ORBit status?


Several weeks ago, I mentioned that I would be interested in working
on ORBit. Well, I'm now able to follow up. I have a few questions
about the status of ORBit, then below I discuss features I'd like to

I've got the latest ORBit sources from CVS, and to say the least it
looks preliminary, and I don't see much sign of active development. Is
anyone currently doing work on it? As it stands, is anyone committed
to working on it in the future? If it is ever to be used in Gnome it
needs turning into something that other people can at least play with.

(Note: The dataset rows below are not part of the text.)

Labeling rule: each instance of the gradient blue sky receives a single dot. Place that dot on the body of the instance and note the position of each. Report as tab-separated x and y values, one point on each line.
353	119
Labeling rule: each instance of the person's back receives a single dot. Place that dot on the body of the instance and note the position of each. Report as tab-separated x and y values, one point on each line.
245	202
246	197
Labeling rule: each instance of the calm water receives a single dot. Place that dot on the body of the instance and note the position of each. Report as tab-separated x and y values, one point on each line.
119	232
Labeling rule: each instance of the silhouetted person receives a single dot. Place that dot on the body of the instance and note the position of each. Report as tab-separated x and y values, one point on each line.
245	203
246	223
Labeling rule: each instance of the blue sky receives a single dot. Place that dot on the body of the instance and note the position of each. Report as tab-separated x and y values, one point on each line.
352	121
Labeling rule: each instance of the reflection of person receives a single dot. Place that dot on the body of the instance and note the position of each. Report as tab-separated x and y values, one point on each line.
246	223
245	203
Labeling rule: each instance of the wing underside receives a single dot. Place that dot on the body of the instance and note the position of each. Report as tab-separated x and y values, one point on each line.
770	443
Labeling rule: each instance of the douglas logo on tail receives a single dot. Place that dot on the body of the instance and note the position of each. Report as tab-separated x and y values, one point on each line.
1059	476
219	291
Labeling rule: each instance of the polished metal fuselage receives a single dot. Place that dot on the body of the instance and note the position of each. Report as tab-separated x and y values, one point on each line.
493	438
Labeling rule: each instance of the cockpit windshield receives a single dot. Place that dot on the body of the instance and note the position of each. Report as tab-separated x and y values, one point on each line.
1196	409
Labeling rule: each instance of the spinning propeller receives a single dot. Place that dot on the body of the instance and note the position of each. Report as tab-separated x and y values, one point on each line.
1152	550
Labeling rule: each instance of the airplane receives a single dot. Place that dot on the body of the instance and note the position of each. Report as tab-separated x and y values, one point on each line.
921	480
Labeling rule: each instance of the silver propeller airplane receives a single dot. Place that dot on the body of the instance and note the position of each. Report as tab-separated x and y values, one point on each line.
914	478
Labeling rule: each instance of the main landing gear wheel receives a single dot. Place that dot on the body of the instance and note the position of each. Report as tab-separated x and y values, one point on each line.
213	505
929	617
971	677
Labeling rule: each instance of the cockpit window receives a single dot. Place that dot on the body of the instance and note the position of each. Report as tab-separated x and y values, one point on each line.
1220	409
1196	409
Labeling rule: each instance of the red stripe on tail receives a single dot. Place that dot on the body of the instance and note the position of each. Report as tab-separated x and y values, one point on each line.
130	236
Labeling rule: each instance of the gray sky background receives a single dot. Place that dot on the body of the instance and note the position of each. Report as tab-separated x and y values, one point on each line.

If I was develop it, I'd pretty much be starting from scratch (though
of course looking carefully through what's already there for
inspiration). So before I make a decision to do this, I need to know
what other people's opinions are on the subject, and make sure I'm not
treading on anyone's toes.

Now for more generally comments: There are at least three good free
C++ CORBA ORBs out there. Yet when I've played with these I've always
ended up feeling that they focus tightly on implementing the C++
bindings and IIOP, to the exclusion of everything else. A free
distributed object infrastructure would be a great thing - naturally
it should be based on CORBA, but just as importantly it should allow
free software authors to build distributed applications and components
with a minimum of fuss.

It may sound as if I'm proposing writing something like COM/OLE2 or
SOM, and in many ways I am. In fact, any CORBA ORB which allows object
implementations to reside in shared libraries in effect defines a
component object standard, so we might as well do it rigorously and
language independently. Also, basing it on CORBA from the start will
save a lot of effort compared to SOM/COM. (COM isn't really as
complicated as it is often made out to be - it just seems like it
because all of the documentation for it is mind-numbingly verbose and
short on technical details).

Anyway, enough of the screed, here are the features that, for me,
would make it worth developing ORBit:

- A robust binary interface specification for object implementations
contained in shared libraries. A kind of in-process equivalent to

- Given the above, a client stub can just be a shared library
containing an object implementation which happens to convert method
calls into on-the-wire GIOP requests, just as DCOM/DSOM do it.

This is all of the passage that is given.